There were some odd things going on with our ultrasound tech, she seemed to be focusing extra attention around his heart, but that was something going on in periphery. It was noticeable, but we were still rejoicing to have a son. Then the doctor came in and told us the news. Our baby had a rare condition called hypoplastic left heart syndrome (HLHS). Basically the left half of his heart would not develop; he would only have half a heart.
The news was stunning. I looked over to my crying mom. Tim looked like he had been physically hit. I reacted differently: I had to know everything. I wanted to soak up every word. I needed to know what was happening and what the next step needed to be. I was a human tape recorder at that moment, a “Mama Bear” protecting her cub.
Nothing would have prepared me for the next words, “I’m sorry I don’t know your convictions on this, so I need to ask, would you consider an abortion?” They were spoken kindly and gently, but were the ugliest words I had ever heard. “No, absolutely not” was the definite and quick answer. We had been advocates for the unborn child for years; there was no way that would have been considered. Then we were told about compassionate care, where basically the medical team just lets the baby die on his own naturally, with his parents – an awful, hideous thought.
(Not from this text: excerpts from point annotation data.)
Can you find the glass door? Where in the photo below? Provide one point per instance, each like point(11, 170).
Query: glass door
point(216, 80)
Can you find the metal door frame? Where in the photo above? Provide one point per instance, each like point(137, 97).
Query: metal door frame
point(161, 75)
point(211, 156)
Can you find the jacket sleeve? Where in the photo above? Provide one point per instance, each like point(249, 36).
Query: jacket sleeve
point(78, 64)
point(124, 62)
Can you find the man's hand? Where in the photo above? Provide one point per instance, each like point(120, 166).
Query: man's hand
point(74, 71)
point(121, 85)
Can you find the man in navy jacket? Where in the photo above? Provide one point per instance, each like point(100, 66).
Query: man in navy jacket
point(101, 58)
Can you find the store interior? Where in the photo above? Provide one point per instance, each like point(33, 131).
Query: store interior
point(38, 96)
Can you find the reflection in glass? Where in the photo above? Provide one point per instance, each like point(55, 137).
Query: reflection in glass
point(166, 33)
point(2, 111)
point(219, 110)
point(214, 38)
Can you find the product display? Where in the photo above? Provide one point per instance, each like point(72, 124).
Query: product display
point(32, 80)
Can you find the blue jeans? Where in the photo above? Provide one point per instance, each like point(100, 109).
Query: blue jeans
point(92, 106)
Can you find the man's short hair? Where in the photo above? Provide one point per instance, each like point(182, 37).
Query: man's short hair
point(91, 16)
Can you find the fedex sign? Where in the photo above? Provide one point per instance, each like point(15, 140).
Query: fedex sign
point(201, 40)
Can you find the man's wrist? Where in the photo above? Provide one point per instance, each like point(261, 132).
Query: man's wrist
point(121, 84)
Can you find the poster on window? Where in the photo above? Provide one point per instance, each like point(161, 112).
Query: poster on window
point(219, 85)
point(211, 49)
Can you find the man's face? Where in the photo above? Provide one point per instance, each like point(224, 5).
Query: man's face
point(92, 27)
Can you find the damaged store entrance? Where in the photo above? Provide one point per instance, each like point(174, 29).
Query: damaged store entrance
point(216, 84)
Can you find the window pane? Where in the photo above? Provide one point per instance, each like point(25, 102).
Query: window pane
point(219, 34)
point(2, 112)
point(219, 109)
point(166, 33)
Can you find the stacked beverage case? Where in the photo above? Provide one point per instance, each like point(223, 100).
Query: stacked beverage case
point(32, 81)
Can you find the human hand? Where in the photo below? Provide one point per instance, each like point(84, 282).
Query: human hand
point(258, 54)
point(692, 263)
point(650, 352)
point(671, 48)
Then came another option: a series of open heart surgeries, spread throughout his early life, which allowed the blood to receive oxygen through the lungs. A heart transplant might be an option, meaning another child would have to die for mine to have that heart. A decision was made, we would try the surgeries and see what would happen.
I cried all the way home. I had so many thoughts running through my head. Do we set up a nursery? We have to be prepared for him, but if he doesn’t make it … ? When we got home, I threw myself on the bed and sobbed. Then something amazing happened, our son kicked like never before. He reminded me that he was there and I was not to count him out.
A phone call came the next day. A member of our church family, who did not know our news, had awoken in the night and needed to tell us: “God is God of the mountains, He’s the God of the valleys, He is God.” We started buying blue outfits that day. We had hope.
Recently we watched our healthy, happy 4-year-old participate in a gymnastics demonstration. There was no visible difference between him and the other kids. He is thriving! We don’t know what will happen with his heart, he’s through with the scheduled surgeries; we continue to hope. Our God is greater than a doctor’s diagnosis. No matter how bad things seem, cling to Him, and the hope He is offering.
Ps. 71:14 states “But as for me, I will always have hope.”